Colossus tutorial: halo density profiles

Welcome to the Colossus halo density profile tutorial.

In [1]:
from __future__ import print_function 
import numpy as np
import matplotlib.pyplot as plt
%matplotlib inline

As always with Colossus, we need to set a cosmology.

In [2]:
from colossus.cosmology import cosmology
cosmo = cosmology.setCosmology('planck15');

Profile basics

The density profile module in Colossus is object-oriented: it contains a base class for all density profiles, and classes for specific models that are derived from the base class. Those derived classes need to implement only one function (density), but can overwrite other functions, for example if there are analytical solutions for quantities that would otherwise need to be computed numerically. At first, we don't need to concern ourselves with this architecture though.

To get started, let's create different density profile predictions for a massive cluster halo at $z = 0$. Profiles can often be initialized by different sets of parameters. For example, an NFW profile can take it's native parameters (central density and scale radius), but can also be initialized using the mass and concentration:

In [3]:
from colossus.halo import profile_nfw

Mvir = 1E15
cvir = 5.0
z = 0.0
p_nfw = profile_nfw.NFWProfile(M = Mvir, c = cvir, z = z, mdef = 'vir')

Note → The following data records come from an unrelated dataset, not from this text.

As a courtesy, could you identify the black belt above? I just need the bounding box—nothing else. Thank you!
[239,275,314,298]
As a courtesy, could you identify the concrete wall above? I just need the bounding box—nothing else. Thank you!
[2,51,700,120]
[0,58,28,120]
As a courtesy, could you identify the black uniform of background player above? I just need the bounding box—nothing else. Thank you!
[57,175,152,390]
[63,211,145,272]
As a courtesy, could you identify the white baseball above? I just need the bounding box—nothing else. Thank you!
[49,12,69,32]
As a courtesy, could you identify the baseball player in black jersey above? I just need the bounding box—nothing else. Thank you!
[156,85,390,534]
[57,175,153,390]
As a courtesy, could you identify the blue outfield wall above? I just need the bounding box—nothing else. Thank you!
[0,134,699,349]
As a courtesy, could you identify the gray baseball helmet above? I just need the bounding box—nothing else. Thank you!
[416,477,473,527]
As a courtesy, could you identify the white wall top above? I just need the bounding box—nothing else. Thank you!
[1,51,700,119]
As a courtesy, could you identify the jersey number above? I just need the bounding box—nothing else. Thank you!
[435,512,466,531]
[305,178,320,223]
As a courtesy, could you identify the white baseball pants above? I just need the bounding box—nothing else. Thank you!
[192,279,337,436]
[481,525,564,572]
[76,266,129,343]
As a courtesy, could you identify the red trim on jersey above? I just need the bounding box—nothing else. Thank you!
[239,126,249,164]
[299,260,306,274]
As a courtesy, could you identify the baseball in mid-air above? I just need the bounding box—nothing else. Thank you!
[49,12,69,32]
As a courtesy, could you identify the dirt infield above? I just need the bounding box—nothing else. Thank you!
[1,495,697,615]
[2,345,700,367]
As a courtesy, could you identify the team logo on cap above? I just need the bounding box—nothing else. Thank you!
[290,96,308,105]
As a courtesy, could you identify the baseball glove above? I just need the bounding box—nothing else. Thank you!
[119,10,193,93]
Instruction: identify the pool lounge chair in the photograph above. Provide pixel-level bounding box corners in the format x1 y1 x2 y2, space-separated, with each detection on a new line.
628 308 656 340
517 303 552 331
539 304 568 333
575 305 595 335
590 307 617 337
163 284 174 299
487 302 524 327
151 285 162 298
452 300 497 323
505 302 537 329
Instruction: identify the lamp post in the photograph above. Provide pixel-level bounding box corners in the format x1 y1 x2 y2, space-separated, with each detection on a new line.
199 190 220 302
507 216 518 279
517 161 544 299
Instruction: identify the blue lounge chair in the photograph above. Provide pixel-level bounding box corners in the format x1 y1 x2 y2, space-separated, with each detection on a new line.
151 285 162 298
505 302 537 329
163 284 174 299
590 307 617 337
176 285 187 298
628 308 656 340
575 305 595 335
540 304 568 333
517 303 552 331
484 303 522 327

r = 10**np.arange(0,4,0.02)
rho_m = cosmo.rho_m(z)
rho_nfw = p_nfw.density(r)

plt.figure()
plt.loglog()
plt.xlabel('r(kpc/h)')
plt.ylabel('density / mean')
plt.plot(r, rho_nfw / rho_m, '-', label = 'NFW');
plt.ylim(1E0, 1E7)
plt.legend();

Note that the Colossus halo module works in physical coordinates. Let's compute the predictions of other profile models for the same halo:

In [4]:
from colossus.halo import profile_einasto
from colossus.halo import profile_dk14

p_einasto = profile_einasto.EinastoProfile(M = Mvir, c = cvir, z = z, mdef = 'vir')
p_dk14 = profile_dk14.DK14Profile(M = Mvir, c = cvir, z = z, mdef = 'vir')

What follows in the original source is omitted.